Я решил было, что мы прямо сейчас и займемся делом, но Мертвый Глаз вызвал лишь картотечные файлы.
— Ты готов? — резким нетерпеливым голосом спросил Мика, и мы оба подпрыгнули от неожиданности.
— Почти. — Я чуть было не забыл ответить ему вслух.
Мертвый Глаз повернулся, протягивая мне сетку — терминал-шлем.
— (Запомни эту информацию. Научишься разбираться в работе машинных мозгов. Это может спасти тебе жизнь. Не возвращайся, пока все хорошенько не переваришь. Тогда и увидимся.)
Я кивнул, засовывая сетку в карман.
— (Потом верни. У меня только одна.)
Я кивнул опять.
Он пошел к двери, намекая на то, что нам пора улетучиваться. Дойдя до груды вязаной одежды, он вдруг остановился и сгреб ее в охапку. Потом вышел, унося одежду в темноту.
Он проводил нас и, когда мы очутились уже на улице, швырнул свою ношу на тротуар возле дома.
— Он выбрасывает всю эту кучу? — удивленно вопросил Мика, словно это только лишний раз доказывало, что Мертвый Глаз выжил из ума.
Мертвый Глаз пожал плечами.
— (Что насчет него?) — спросил он меня, мельком взглянув на Мику.
— (Он мой брат), — снова ответил я.
Мертвый Глаз развернулся и, ни слова не говоря, захлопнул за собой дверь. Мика стоял и таращился на вязаную гору.
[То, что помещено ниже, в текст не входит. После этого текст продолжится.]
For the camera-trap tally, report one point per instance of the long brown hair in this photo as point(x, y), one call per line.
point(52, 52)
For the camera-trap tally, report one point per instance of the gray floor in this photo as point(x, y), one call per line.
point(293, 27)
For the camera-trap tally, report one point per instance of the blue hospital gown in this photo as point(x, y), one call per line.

— Она ему не нужна, — объяснил я, поскольку должен был хоть как-то объяснить. — Кто-нибудь, кому нужно, подберет.
Облекать мысли в слова, а потом выговаривать их казалось мне теперь таким же тяжким трудом, как подниматься на крутую гору.
Мика бросил на меня взгляд и хотел было идти дальше, но любопытство склонило чашу весов в пользу его возбуждения. Роясь в груде вязаных вещей, он откопал длинный красный шарф и обмотал им горло. Я вытащил буро-зеленый свитер, который доходил мне до щиколоток, и натянул его поверх рваной рубашки. Свитер оказался уютным, тяжелым и теплым. А воздух был промозглым и холодным. Когда мы шли по улице, Мика сказал:
— Со дня твоего исчезновения с Синдера я в своей жизни не проводил более странных и отвратительных минут. — Он кашлянул, словно у него першило в горле: там, в доме, Мике неуютно было чувствовать себя глухим, немым и невидимым.
— Могло быть и хуже.
Мика покосился на меня.
— Можно чувствовать себя так всю жизнь. — Я дотронулся до кружка за ухом.
Мика на минуту задумался, потом спросил:
— Как работает та штука, что ты получил от Смерта?
— Делает свое дело. И прекрасно.
Мика кивнул, но не улыбнулся.
— Что твой местный ненормальный шурин? Он будет работать, в конце концов?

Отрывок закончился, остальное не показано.